Rosemond believes the process is simple and as straightforward as housebreaking a 4-month-old puppy.
Brazelton says there is more to it than that. Parents who force toilet training, he says, can cause lasting problems. “Don’t rush your toddler into toilet training or let anyone else tell you it’s time. It’s got to be his choice. Brazelton advises in a television commercial for Pampers “Size 6″ diapers, suitable for children 35 pounds and over.”
Over the past few decades, the age at which toddlers stop needing diapers has been moving upward. In 1957, studies found that 92 percent of children were toilet trained by 18 months. Today, that figure has dropped to less than 25 percent, according to a large-scale Philadelphia study. Only 60 percent of children have achieved mastery of the toilet by 36 months, the study found, and 2 percent remain untrained at 4.
Although there are no hard statistics, pediatricians say they are seeing more children with toilet-training problems. The problems include withholding of urine and stool, chronic constipation and wetting and soiling by older children.
These developments combined have fed a multibillion dollar diaper industry, which last year racked up $545 million in training pant sales, and spurred the introduction of the giant-sized diaper, designed for toddlers.
Three and 4-year-olds still in diapers is not a sight Rosemond is fond of. Rosemond is a family psychologist who advocates a return to traditional child-rearing practices and has decided to do public battle on the issue.
In a series of columns, published in more than 100 newspapers last month, he blamed delayed training on poor parenting inspired by Freudian beliefs. He pointed at Brazelton, professor emeritus of pediatrics at Harvard Medical School, who in the 1960s pioneered the “child-centered” approach, recommending that parents let their children decide when to stop using diapers.
This increasing trend for parents to leave the timing of toilet training up to the child, Rosemond said, is largely responsible for the rise in difficulties. And, from the mother’s point of view, her period of service to the child is unnecessarily extended. This prevents her from making the switch from caretaker to authority figure.

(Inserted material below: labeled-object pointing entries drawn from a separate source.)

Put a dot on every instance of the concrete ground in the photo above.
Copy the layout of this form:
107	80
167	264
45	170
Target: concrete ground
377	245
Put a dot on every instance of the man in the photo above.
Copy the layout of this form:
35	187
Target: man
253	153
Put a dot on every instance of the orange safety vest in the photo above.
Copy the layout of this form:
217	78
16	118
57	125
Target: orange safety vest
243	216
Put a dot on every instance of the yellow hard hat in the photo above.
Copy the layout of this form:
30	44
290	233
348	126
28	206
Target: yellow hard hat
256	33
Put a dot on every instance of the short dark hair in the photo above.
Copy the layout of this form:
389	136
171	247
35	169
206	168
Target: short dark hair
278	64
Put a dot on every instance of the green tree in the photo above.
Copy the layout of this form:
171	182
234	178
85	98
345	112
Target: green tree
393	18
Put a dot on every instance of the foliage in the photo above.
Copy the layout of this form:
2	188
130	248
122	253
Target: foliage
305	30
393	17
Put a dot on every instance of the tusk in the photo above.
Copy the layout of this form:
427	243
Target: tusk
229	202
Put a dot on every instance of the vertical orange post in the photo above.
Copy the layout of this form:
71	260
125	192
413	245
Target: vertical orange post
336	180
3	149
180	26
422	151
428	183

This sets the stage for numerous discipline problems that the typical mother of 50-plus years ago did not experience with her children.
Although Rosemond concedes that Brazelton has been giving the same advice for decades, he criticized the pediatrician for serving as a consultant to Pampers, a division of Procter & Gamble, and for appearing in Pampers commercials.
“Parents are feeling very guilty and people like Rosemond are making them feel more guilty, not less.” Brazelton said. “And the child’s only recourse is to withhold urine or stool in protest.”
The Wet Set Gazette would like to point out that perhaps the parents should not be completely blamed, or made to feel guilty for their child’s toilet-training issues. However, Toddlers cannot help it if they do not know when they are wetting themselves. We suggest cloth diapers, which in studies have proven to toilet-train babies up to a year quicker than disposables. Why? The cloth diapers let the child know when he/she is wet, as opposed to the disposables, which extract the wetness away from the skin. It isn’t difficult to see that if your child never felt the wetness, and the disposables were taking care of it, why bother learning? Realistically, the child doesn’t have to learn, if it’s always being taken care of. This could last a year longer than what you had planned on, which adds onto the cost of diapers and the amount of lengthened time in which you will be diapering your child anyway. It may seem as if disposables are the quickest, easiest way to diaper your child, but the long-term effects especially in the area of toilet training could be detrimental to the esteem and health of your child.